Carmack's comments (from 1999):

> I knew I wanted to work with computers from a very early age, but there were also a lot of other stereotypical geek aspects to my life growing up - phreaking, hacking (nobody called it "cracking" back then), rockets, bombs, and thermite (sometimes in not-so-smart combinations), sci-fi, comic books, D&D, arcades, etc.

> I was sort of an amoral little jerk when I was young. I was arrogant about being smarter than other people, but unhappy that I wasn't able to spend all my time doing what I wanted. I spent a year in a juvenile home for a first offence after an evaluation by a psychologist went very badly.

> I went to a couple semesters of classes at the University of Missouri (UMKC), taking nothing but CS classes, but it just didn't seem all that worthwhile. In hindsight, I could have gotten more out of it than I did, but I hadn't acquired a really good attitude towards learning from all possible sources yet.

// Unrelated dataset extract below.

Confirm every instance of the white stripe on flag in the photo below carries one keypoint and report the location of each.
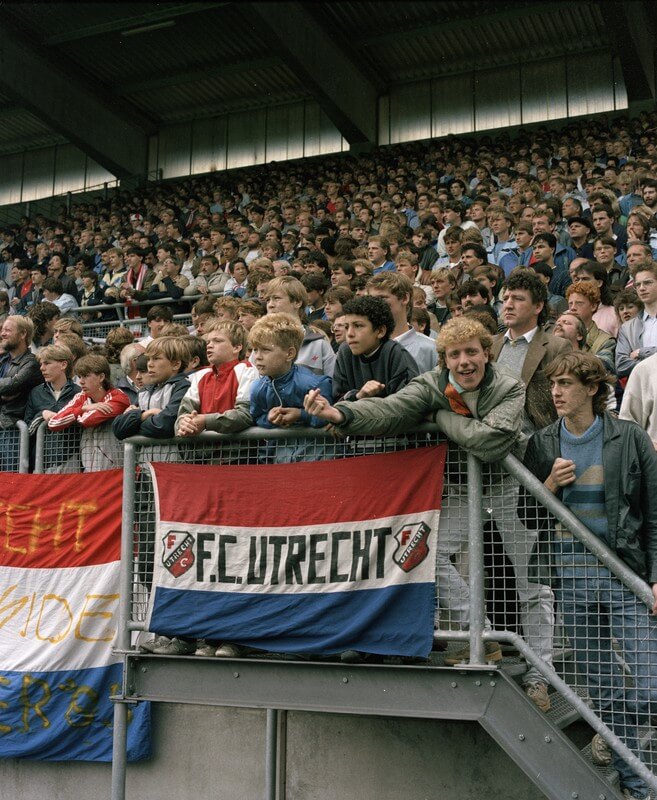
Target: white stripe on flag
(346, 556)
(43, 612)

> I dropped-out of college to start programming full time, but trying to do contract programming for the Apple II/IIGS post 1990 was not a good way to make money, and I only wound up with between $1k and $2k a month. Not having enough money is stressful, and I did some things I didn't want to. I wrote a numerology program for a couple hundred bucks one time...

> Softdisk publishing finally convinced me to come down to Shreveport for an interview. I had been doing contract work for Jay Wilbur and Tom Hall, so I knew there were some pretty cool people there, but meeting John Romero and Lane Roath was what convinced me to take the job. Finally meeting a couple sharp programmers that did impressive things and had more experience than I did was great.

> After I took the job at Softdisk, I was happy. I was programming, or reading about programming, or talking about programming, almost every waking hour. It turned out that a $27k salary was enough that I could buy all the books and pizza that I wanted, and I had nice enough computers at work that I didn't feel the need to own more myself (4mb 386-20!).

> I learned a huge amount in a short period of time, and that was probably a turning point for my personality. I could still clearly remember my state of mind when I viewed other people as being ignorant about various things, but after basically doubling my programming skills in the space of six months, I realized how relative it all was. That has been reinforced several additional times over the seven years since then.

https://en.wikipedia.org/wiki/John_Carmack

http://games.slashdot.org/story/99/10/15/1012230/john-carmac...


Journalism and computer programming are fundamentally different pursuits. Computer programming is a perfectly objective activity, the output is totally independent of the work that went into it. Thus, Carmack's work is brilliant, and would remains brilliant despite Carmack being a repentant theif. ReiserFS is still a good filesystem and is still included in the Linux kernel, despite it's author being a convicted murderer.

But journalism is different: the activity is subjective and we are required to trust that the journalist (and their editor and publisher etc) isn't out to mislead us (or, more realistically, that we understand their biases and can compensate for them). Thus, the output is much closer linked to the work that went into it. The journalist was in the room, we weren't. We have to trust that the journalist not only accurately quotes what's being said, but accurately represents the context of it. That means that the personal integrity of the journalist is much more important.

Plenty of lapses of journalists can be trivially forgiven - youthful theft easily among them. But Hari didn't steal a computer as a kid, he messed with one of the most sacred institutions of journalism: the quote. Even worse, he claimed ignorance: forgiving a journalist who so fundamentally misunderstands his own role as a high-integrity purveyor of truth that he thinks it's cool to mess with quotes is a lot more difficult than forgiving theft (not that it's up to any of us to forgive Carmack, we weren't party to his crime).